Cemetery of the Murdered Daughters
Feminism, History, and Ingeborg Bachmann
By Sara Lennox
University of Massachusetts Press
Although Austrian writer Ingeborg Bachmann (1926–1973) is widely regarded as one of the most important twentieth-century authors writing in German, her novels and stories have sometimes been viewed narrowly as portraits of women as victims. In this innovative study, Sara Lennox provides a much broader perspective on Bachmann's work, at the same time undertaking an experiment in feminist methodology.Lennox examines Bachmann's poetry and prose in historical context, arguing that the varied feminist interpretations of her writings are the result of shifts in theoretical emphases over a period of more than three decades. Lennox then places her own essays on Bachmann in similar perspective, showing how each piece reflects the historical moment in which it was written. Making use of recent interdisciplinary approaches—Foucauldian theories of sexuality, post-colonial theory, materialist feminism—she explores the extent to which each of her earlier readings was shaped by the methods employed, the questions asked, and the political issues that seemed most germane at the time. Out of this analysis comes a new understanding of the significance of Bachmann's work and new insight into the theory and practice of feminist criticism.
A very ambitious and original, indeed daring, experiment with impressively successful results. . . . The author set herself the triple challenge of historicizing readings of Bachmann, of reading Bachmann historically, and reading her own readings of Bachmann historically as well.

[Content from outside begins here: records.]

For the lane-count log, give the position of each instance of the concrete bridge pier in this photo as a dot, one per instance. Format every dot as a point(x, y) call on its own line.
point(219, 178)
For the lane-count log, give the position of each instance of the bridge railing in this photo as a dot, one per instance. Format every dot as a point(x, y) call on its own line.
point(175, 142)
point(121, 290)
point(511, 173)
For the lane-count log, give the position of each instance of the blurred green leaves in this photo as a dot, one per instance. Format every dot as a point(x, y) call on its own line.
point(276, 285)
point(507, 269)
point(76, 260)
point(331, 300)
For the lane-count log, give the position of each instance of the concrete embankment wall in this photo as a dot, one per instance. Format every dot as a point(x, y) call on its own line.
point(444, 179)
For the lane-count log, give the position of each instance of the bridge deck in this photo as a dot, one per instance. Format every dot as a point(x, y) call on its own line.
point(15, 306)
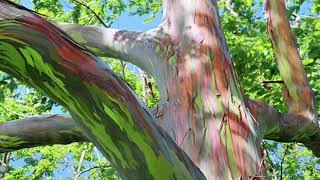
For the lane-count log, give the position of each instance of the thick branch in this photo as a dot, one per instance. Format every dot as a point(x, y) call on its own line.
point(41, 55)
point(286, 127)
point(297, 92)
point(38, 131)
point(135, 47)
point(300, 124)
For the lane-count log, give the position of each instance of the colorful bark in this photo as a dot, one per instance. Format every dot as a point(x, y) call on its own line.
point(297, 92)
point(41, 55)
point(201, 102)
point(38, 131)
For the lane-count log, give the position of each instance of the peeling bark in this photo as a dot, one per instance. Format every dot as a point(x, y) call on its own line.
point(134, 47)
point(43, 56)
point(202, 107)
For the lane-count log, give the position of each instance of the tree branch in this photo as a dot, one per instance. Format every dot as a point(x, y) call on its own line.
point(92, 11)
point(286, 127)
point(297, 92)
point(36, 52)
point(137, 48)
point(39, 131)
point(300, 124)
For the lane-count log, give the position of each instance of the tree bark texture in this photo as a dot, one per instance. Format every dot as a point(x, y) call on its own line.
point(202, 114)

The result is not just a book about Bachmann, but a persuasive demonstration of the workings of 'positionality' in determining how readings change across time.'—Patricia Herminghouse, editor of German Feminist Writings
'Lennox's meticulously written and researched study of feminist readings of the Austrian writer Ingeborg Bachmann provides us with a genealogy of feminist literary criticism in the last four decades. . . . It will be the definitive book on Bachmann in the English language, and also a book that will stir up debate in broader feminist and non-feminist circles.'—Karen Remmler, editor of Contemporary
Jewish Writing in Germany: An Anthology
'Lennox's book reveals the tensions and influences on her subject as she tried to live, and the interpretations of that life that followed, makes Bachmann's world visible'—UMass Amherst Magazine
'An outstanding piece of scholarship by a first-rate feminist scholar. . . . This book will be indispensable for anyone concerned with feminist theory, cultural studies, and literary criticism.'—Gisela Brinker-Gabler, editor of Writing New Identities: Gender, Nation, and Immigration in Contemporary Europe
'With her far-reaching interdisciplinary framework, sensitive readings, and self-reflexive approach, Lennox provides new insights into Bachman, feminist methodology, and the practice of reading.'—Choice
'In this thoroughly engaging study, lauded Ingeborg Bachmann scholar Sara Lennox revisits her own scholarship to deliver a series of highly insightful, contextualizations of the changed and changing perspective of feminist analysis. . . . Lennox successfully models the overall project of literary and cultural studies: to produce and compile literary and textual scholarship, while simultaneously engaging ourselves in the study of discourse in order to understand the timely and historically specific assumptions inherent in our own approaches to literature and the discourses of scholarship. The method modeled so eloquently by Lennox is a never-ending interaction with texts and the contexts which produce them.'—German Studies Review
'In this landmark study, Lennox does not simply draw together her earlier insights and integrate them into a more comprehensive treatment. Rather, she uses her own approaches historically to explore the challenging cultural parameters that have informed readings of Bachmann over time, at the same time tracing the 'intellectual journey' (ix) of feminism in its response to literature by women. . . . It is lucidly and engagingly written, absorbing in its discussion of the works, exciting in its interdisciplinary scope, and stimulating by the sheer energy of its argument.'—Monatshefte
Sara Lennox is professor of German and Scandinavian studies and director of the Social Thought and Political Economy Program at the University of Massachusetts Amherst.